Earlier on Friday, SYRIZA leader Stefanos Kasselakis said that his party will table its own bill on marriage equality, following remarks by Prime Minister Kyriakos Mitsotakis on Thursday that were widely interpreted as putting a brake on his government’s plans to introduce same-sex marriage.
In a separate announcement, the leader of the New Left party, which comprises MPs that broke away from SYRIZA in the autumn, said his party will also table a bill to legalize same-sex marriage.
“We want people to understand. We want those who feel insecure, those who might hold what might hold negative views towards the government’s intentions, to understand precisely what it is we want to do before formulating any opinion,” Marinakis said.
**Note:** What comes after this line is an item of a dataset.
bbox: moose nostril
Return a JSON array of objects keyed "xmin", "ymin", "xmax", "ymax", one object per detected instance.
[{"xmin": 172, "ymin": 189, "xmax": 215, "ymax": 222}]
Mitsotakis said shortly after his reelection in 2023 that he plans to legalize same-sex marriage during his second term in government, but stopped short of specifying when this would happen.
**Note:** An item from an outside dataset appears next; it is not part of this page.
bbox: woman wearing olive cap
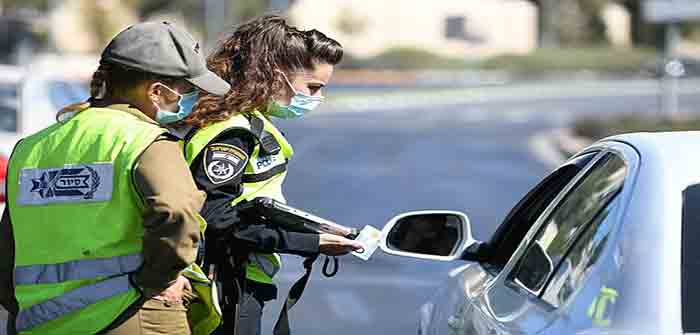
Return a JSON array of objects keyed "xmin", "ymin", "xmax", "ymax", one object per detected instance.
[{"xmin": 0, "ymin": 22, "xmax": 229, "ymax": 335}]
The bill has been met with reactions within the ruling Conservatives. In November last year, Minister of State Makis Voridis said he would resign if Mitsotakis were to request party discipline in a parliamentary vote for the bill. Former prime minister Antonis Samaras said in an interview with Kathimerini last November that he will vote against legalizing same-sex marriage, claiming that “we must support the nuclear family, where we have parental models of both sexes.”
Greece’s Orthodox Church also opposes such a move. The Church’s governing Holy Synod issued a 1,500-word opinion last December, claiming that children are being treated as “accessories” and “companion pets” for gay couples.
Opinion polls suggest Greeks are evenly divided on the issue of same-sex marriage, but opposed to extending full parental rights to gay couples.
Greece legalized same-sex civil unions in 2015.